Let’s evaluate the hyperparameters we searched by plotting the `mtry`

values against the RMSE, faceting by `min_n`

.

It looks like values of 7 or 8 are optimal for `mtry`

, and our `min_n`

is likely somewhere north of 20. Let’s see if we can improve performance more by tuning a bit more on `min_n`

. We’ll evaluate values from 21 to 31 in increments of 2, while using both `mtry`

values of 7 and 8.

```
grid_reg2 <- expand.grid(mtry = c(7, 8),
min_n = seq(21, 31, 2))
tic()
rf_reg_fits2 <- map2_df(grid_reg2$mtry, grid_reg2$min_n,
~rf_fit_reg(1000, .x, .y))
toc()
```

`## 279.37 sec elapsed`

```
## # A tibble: 12 x 4
## rmse trees mtry min_n
## <dbl> <dbl> <dbl> <dbl>
## 1 86.6 1000 8 31
## 2 86.6 1000 8 21
## 3 86.6 1000 8 29
## 4 86.6 1000 8 25
## 5 86.6 1000 8 23
## 6 86.6 1000 8 27
## 7 86.6 1000 7 23
## 8 86.6 1000 7 21
## 9 86.6 1000 7 31
## 10 86.7 1000 7 25
## 11 86.7 1000 7 29
## 12 86.7 1000 7 27
```

Notice the RMSE is essentially equivalent for all models listed above. We’ll go forward with the first model, but any of these combinations of hyperparameters likely provide similar out-of-sample predictive accuracy (according to RMSE).

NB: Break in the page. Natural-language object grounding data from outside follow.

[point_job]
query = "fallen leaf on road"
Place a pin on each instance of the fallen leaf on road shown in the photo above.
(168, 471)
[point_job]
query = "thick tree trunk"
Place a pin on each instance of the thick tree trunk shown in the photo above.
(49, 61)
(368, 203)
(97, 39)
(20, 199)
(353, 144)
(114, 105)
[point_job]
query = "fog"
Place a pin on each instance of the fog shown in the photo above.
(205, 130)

Finally, before moving on to evaluating our model against the test set, we would likely want to make sure that we fit the model with a sufficiently large number of trees. Let’s investigate with a model that had the lowest RMSE. We’ll use trees from 500 to 1500 by increments of 100.

```
tic()
rf_reg_ntrees <- map_df(seq(500, 1500, 100),
~rf_fit_reg(.x,
mtry = rf_reg_fits2$mtry[1],
min_n = rf_reg_fits2$min_n[1])
)
toc()
```

`## 268.152 sec elapsed`

And now we’ll plot the number of trees against the RMSE, looking for a point of stability.

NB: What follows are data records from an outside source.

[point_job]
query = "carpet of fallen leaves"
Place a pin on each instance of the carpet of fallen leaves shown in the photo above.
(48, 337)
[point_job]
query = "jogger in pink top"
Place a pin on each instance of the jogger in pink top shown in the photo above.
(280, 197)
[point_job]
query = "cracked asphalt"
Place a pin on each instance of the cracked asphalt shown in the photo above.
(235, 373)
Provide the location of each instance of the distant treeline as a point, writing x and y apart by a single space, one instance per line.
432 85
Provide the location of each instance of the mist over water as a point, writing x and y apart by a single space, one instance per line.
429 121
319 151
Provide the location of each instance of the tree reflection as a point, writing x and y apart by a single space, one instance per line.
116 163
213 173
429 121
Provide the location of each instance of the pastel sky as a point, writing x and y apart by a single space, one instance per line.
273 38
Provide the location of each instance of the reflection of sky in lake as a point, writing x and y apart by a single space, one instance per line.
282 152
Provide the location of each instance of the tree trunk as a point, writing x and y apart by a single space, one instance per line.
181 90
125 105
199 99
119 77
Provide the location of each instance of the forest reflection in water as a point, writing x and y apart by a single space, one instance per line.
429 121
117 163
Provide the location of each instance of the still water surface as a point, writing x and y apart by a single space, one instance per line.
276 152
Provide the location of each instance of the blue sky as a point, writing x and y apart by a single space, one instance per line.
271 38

Hmm… that doesn’t look terrifically stable. **BUT WAIT!** Notice the bottom to the top of the y-axis is only about one-tenth of a point difference. So really, this is not a problem with instability, but that it is actually stable across all these values. Just to prove this to ourselves, let’s look at the same plot, but making the y-axis span one point (which is still not very much), going from 86 to 87.

And now it looks more stable. So even with 500 trees we likely would have been fine.

From here, we could continue on to evaluate our final model against the test set using the `last_fit()`

function, but we will leave that as an exercise for the reader. Note that we also only worked with 5% of the total data. The hyperparameters that we settled on may be different if we used more of the data. We could also likely improve performance more by including additional information in the model - e.g., information on staffing and funding, the size of the school or district, indicators of the economic and demographic makeup of the surrounding area, or practices related to school functioning (e.g., use of suspension/expulsion).